Dark Shadows
|Johnny Depp is often looked on as the Tim Burton’s muse, the actor who has inspired many of his works and allowed himself to be moulded into the embodiment of Burton’s imaginings: Edward Scissorhands, his interpretation of the life and career of Ed Wood, his conception of Ichabod Crane and the Hatter from The Legend of Sleepy Hollow and Alice’s Adventures in Wonderland. Yet on this occasion the roles are reversed, and it is Depp, acting as producer and instigator, who has brought Burton to his own dream project, an update of the gothic American show Dark Shadows.
Created by Dan Curtis and running from 1966 to 1971, that show was unique among soap operas of that period in that the primary cast featured vampires, werewolves and ghosts; what is less commented upon is how wretchedly awful the original show was: plodding, dull, repetitive, and badly filmed on poorly lit plywood sets, with the caveat that the budget was so meagre it was a minor miracle even this much was achieved.
In this update, cursed by the spurned witch Angelique (Eva Green), Barnabas Collins (Depp) was transformed into a vampire and locked in a coffin for almost two centuries before his release in the year of 1972. Returning to his ancestral home, he allies himself with the current matriarch, Elizabeth Collins Stoddard (Michelle Pfeiffer), who agrees to conceal his condition if he helps her revitalise the family business.
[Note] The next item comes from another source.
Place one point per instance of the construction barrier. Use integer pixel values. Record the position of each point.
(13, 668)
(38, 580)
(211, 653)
What is surprising is that this new version, with considerably inflated budget and production values, has maintained so much of the stilted pacing of the original; far from the supernatural comedy romp indicated by the trailers, this is actually a much more subdued affair, the blank stares and hideous costumes capturing the awfulness of the original, yet this pensive atmosphere allows the cast, including Jonny Lee Miller and the peerless Chloë Grace Moretz, time to develop a dysfunctional family dynamic over extended breakfast and dinner scenes in the first act, before virtually ignoring them in later scenes.
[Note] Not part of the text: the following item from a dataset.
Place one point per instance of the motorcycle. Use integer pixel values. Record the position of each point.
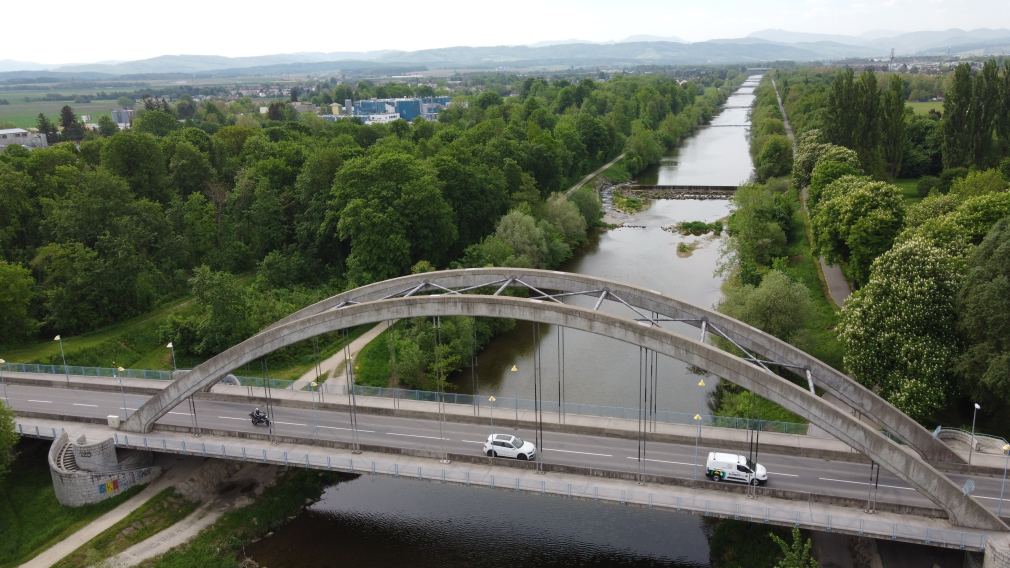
(260, 419)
Unfortunately, with the emergence of Barnabas and his resumption of his feud with Angelique, now business rival to the Collins, many scenes degenerate into slapstick reminiscent of Death Becomes Her, with Green recreating the wild eyed crazy lady role she mastered in Cracks. While the end result is superior to Burton’s hideous Alice in Wonderland, the overly comedic scenes showcased in the trailer are incongruous, possibly in an attempt to appease studio bosses and test audiences.
The film is not commercial, and the concessions given to box office demands diminish the integrity of the whole, in these moments and in the ridiculously fake blood that Helena Bonham Carter’s psychiatrist infuses into Barnabas, presumably in order to maintain a rating suitable for children.
As with many Burton projects, the focus is on the setting rather than the story. While the extravagant Collins mansion is a consuming environment, the hyperattention to 1970s approaches parody: there are cinemas showing Superfly and Deliverance, a character reading Love Story and a performance of the Carpenter’s Top of the World, a song recorded in 1972 but not released as a single until late in 1973, as was Alice Cooper’s No More Mr Nice Guy, also featured here. Contrast this with the subtlety of Richard Kelly’s The Box, where the period was created by filming in the style of that decade, using wide lenses and extended takes rather than cluttering the screen with paraphernalia like a retro theme bar.
For all the dark magic and ancient curses, Dark Shadows was a soap opera, and remains so here, and despite the flaws this may still be Burton’s best film since Big Fish, almost a decade gone, but those wishing to truly enjoy a taste gothic Americana might be better to revisit either of Barry Sonnenfeld’s Addams Family films, or even Burton’s own Beetlejuice.